The Dow Jones Industrial Average is scrambling and clawing to new highs, exiting a two-year consolidation range as a combination of multiple Federal Reserve interest rate cuts and a thawing of U.S.-China trade relations bolsters sentiment. As a result, the Dow is arching towards the 28,000 level for the first time.
A number of major component stocks are participating in a big way. Here are four worth a look:
Apple (NASDAQ:AAPL) investors are cheering the solid reception to the iPhone 11 and its various derivatives, as well as the launch of the company’s Apple TV+ streaming service, amid an ongoing shift in focus from hardware to services as the main motivator of top-line growth.
Looking ahead, The Information is reporting that the company is aiming to release an augmented reality headset in 2022 and augmented reality glasses in 2023. Investors are being rewarded with a move to new all-time highs.
Walt Disney (DIS)
The launch of Disney’s (NYSE:DIS) Disney+ streaming service last night had good and bad elements. Bad in that that many weren’t able to access the shows and movies they wanted as the servers got overloaded. But good in that so many people were signing up to try the service, which has a relatively low cost compared to Netflix (NASDAQ:NFLX).
The company also reported better-than-expected results last week, with revenue up 34% thanks to the consolidation of Hulu.
Shares of Microsoft (NASDAQ:MSFT) are exiting a multi-month consolidation range going back to June, rising roughly 10% off of the low set in early October. The stock has been a steady eddy for years thanks to its rousing success in the cloud and ongoing dominance of the corporate IT software marketplace.

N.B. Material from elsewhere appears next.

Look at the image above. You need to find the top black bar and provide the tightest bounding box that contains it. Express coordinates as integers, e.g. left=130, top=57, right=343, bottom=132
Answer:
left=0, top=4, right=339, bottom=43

The company was also recently awarded a $10 billion cloud computing contract with the Pentagon. MSFT will next report results on Jan. 29 after the close. Analysts are looking for earnings of $1.27 per share on revenues of $35.7 billion.
United Technologies (UTX)
United Technologies (NYSE:UTX) shares are pushing up and over a two-year consolidation range, moving in on the $150-a-share level. The company is in the midst of executing on previously announced spinoffs of its non-core segments including Otis (elevators and escalators) and Carrier (HVAC).
The company has been on a roll lately, posting 10 consecutive quarters of earnings beats. It will next report on Jan. 21 before the bell. Analysts are looking for earnings of $1.84 per share on revenues of $19.3 billion.